Quase três meses após o início da onda de manifestações que abalou o Irã, em protesto contra a morte da jovem curda Mahsa Amini em setembro passado, as autoridades locais anunciaram neste sábado (3) o fim da atuação da chamada polícia moral.

Nos últimos anos, a ação desta polícia moral, fundada em 2005, foi fortemente criticada por suas prisões violentas contra jovens mulheres que não se vestiam adequadamente com relação aos costumes do país, principalmente no que diz respeito ao porte do véu islâmico.
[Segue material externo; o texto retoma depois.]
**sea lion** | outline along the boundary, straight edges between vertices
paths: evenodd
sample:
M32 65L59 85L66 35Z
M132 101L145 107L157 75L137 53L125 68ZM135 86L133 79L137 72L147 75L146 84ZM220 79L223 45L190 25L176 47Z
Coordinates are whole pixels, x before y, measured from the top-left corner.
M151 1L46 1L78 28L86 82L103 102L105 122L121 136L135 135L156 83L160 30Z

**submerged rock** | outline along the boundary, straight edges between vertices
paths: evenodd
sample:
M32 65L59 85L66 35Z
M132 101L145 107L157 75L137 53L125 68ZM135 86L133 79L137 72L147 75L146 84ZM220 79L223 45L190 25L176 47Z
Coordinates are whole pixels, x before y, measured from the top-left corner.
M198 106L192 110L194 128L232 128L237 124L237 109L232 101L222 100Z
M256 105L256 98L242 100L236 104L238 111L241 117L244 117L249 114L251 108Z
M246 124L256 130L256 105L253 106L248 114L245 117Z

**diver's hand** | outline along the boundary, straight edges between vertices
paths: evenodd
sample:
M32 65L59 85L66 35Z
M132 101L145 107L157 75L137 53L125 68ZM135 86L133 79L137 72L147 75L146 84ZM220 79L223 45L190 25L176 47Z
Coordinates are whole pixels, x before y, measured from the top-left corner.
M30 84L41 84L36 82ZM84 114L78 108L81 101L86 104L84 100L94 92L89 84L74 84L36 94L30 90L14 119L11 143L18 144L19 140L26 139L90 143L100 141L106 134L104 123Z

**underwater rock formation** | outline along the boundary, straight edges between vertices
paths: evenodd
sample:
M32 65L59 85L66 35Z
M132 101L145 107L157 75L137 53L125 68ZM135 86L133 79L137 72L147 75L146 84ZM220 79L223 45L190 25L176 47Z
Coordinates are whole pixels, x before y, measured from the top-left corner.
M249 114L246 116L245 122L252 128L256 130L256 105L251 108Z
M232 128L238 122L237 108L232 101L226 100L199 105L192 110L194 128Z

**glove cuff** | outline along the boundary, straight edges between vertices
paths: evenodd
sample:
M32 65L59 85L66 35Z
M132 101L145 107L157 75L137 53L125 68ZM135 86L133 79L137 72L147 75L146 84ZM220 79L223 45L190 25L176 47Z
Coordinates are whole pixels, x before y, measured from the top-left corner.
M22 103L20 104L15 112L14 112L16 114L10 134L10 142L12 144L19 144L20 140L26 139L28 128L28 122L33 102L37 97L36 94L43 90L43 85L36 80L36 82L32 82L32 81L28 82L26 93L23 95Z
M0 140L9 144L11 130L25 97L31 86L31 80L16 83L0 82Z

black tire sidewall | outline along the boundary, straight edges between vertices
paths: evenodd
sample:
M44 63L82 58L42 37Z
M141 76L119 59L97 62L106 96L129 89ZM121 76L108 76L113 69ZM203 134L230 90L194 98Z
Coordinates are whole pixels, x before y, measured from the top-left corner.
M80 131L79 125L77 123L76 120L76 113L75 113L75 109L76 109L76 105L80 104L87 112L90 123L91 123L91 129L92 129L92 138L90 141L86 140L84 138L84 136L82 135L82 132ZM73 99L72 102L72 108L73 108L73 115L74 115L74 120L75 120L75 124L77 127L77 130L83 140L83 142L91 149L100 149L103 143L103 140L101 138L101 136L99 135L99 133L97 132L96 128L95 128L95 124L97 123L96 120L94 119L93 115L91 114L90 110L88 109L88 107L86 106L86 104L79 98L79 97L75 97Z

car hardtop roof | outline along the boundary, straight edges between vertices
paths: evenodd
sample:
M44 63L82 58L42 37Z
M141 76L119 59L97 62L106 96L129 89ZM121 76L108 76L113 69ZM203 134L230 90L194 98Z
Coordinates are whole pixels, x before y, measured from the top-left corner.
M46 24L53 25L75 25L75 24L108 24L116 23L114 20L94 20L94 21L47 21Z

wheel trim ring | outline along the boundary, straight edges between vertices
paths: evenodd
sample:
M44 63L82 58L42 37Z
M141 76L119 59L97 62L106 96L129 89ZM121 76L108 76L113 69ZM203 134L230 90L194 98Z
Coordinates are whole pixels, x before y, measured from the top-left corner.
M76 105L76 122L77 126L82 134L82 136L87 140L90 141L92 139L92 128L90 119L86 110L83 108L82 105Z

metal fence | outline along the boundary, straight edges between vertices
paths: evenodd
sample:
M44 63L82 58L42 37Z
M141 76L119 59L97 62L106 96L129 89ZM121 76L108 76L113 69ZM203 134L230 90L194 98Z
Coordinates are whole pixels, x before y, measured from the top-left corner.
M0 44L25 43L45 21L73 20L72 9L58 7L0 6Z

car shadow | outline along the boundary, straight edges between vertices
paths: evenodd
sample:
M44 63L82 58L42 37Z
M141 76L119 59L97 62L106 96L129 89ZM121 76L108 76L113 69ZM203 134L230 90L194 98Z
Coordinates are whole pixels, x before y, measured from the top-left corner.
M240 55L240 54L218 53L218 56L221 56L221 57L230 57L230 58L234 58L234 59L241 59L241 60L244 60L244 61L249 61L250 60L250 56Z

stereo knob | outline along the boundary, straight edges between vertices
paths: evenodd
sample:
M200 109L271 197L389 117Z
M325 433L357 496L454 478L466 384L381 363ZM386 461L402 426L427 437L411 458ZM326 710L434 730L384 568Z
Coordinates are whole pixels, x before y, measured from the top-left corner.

As manifestações começaram em setembro para protestar contra a morte, durante sua detenção, de Mahsa Amini, de 22 anos, presa pela polícia da moralidade exatamente por desrespeitar o uso do véu islâmico.

O surgimento de uma conotação política e uma violenta repressão também marcaram essas manifestações que abalaram esta república islâmica, ganhando visibilidade e movimentos de apoio em diversos países do mundo.
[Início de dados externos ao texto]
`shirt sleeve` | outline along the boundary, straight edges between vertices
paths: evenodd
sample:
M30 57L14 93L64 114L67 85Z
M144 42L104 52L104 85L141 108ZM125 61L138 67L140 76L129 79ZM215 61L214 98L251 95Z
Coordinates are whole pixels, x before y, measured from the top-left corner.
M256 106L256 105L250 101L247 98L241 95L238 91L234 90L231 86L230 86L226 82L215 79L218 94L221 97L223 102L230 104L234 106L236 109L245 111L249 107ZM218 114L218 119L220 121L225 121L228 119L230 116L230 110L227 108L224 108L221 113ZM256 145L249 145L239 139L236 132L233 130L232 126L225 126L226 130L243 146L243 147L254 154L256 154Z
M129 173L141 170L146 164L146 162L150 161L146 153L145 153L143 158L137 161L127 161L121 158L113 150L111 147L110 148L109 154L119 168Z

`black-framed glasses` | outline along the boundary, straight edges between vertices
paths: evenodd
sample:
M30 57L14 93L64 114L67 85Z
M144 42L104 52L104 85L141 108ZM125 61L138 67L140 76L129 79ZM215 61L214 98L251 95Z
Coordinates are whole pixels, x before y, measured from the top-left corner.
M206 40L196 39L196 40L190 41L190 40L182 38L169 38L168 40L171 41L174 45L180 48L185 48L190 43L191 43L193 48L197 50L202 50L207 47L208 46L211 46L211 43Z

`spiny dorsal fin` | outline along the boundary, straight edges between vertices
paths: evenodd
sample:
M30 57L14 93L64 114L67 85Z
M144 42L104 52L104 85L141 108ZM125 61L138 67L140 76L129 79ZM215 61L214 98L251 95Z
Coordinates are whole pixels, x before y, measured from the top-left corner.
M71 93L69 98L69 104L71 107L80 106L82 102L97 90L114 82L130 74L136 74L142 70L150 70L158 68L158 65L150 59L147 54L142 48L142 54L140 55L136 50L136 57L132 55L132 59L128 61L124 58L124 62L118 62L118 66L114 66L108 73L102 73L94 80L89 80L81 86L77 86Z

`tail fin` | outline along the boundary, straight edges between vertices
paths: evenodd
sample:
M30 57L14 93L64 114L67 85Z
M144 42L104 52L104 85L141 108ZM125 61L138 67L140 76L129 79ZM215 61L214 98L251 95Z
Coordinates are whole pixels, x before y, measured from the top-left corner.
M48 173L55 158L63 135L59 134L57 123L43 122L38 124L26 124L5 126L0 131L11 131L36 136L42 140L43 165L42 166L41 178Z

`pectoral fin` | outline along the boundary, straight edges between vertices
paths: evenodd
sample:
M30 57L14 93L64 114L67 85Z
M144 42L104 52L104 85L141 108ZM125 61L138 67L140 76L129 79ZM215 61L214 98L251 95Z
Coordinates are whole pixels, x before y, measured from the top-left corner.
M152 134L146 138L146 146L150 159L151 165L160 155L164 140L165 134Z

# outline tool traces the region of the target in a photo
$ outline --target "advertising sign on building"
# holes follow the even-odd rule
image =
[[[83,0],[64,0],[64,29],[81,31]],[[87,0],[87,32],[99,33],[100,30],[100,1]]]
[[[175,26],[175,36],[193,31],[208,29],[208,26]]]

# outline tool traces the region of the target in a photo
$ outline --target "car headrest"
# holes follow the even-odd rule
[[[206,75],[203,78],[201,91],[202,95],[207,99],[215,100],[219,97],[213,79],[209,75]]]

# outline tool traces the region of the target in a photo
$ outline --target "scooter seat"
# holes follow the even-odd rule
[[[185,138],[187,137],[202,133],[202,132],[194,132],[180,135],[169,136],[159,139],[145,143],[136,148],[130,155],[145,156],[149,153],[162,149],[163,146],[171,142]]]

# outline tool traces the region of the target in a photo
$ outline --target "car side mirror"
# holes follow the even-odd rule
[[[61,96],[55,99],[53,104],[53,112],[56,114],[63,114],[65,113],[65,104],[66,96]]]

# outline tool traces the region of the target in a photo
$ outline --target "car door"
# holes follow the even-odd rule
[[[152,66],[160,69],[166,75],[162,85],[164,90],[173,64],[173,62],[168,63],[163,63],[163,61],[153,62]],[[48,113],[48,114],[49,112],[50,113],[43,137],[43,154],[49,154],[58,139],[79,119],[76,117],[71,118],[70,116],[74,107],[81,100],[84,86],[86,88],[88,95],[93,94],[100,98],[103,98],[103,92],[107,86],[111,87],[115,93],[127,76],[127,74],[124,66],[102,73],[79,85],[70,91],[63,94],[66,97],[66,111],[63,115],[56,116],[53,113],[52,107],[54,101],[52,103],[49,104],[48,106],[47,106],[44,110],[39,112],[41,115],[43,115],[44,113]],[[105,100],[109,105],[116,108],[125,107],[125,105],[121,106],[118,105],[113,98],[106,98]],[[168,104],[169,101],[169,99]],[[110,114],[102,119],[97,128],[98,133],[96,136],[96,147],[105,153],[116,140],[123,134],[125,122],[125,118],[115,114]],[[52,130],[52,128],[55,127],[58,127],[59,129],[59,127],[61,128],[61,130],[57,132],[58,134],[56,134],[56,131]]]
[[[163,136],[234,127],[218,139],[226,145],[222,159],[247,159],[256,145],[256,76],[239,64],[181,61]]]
O Ministério do Interior iraniano informou neste sábado que ocorreram mais de 300 mortes desde o início das manifestações, entre membros das forças de segurança, manifestantes, além de membros de grupos armados qualificados como contrarrevolucionários.

Nova lei para o véu islâmico

O procurador-geral também anunciou que o parlamento e outro órgão competente, liderado pelo presidente Ebrahim Raissi, estariam avaliando uma modificação da lei sobre a obrigatoriedade do uso do véu islâmico, sem especificar, no entanto, em que sentido o texto será alterado. O resultado será divulgado em 15 dias.

De acordo com um deputado, a polícia poderia evitar as detenções ao aplicar multas pelo desrespeito ao uso do véu. Desde o início dos protestos, a presença nas ruas de mulheres iranianas, especialmente jovens, sem o véu e que não são abordadas pela polícia tem se tornado cada vez mais frequente.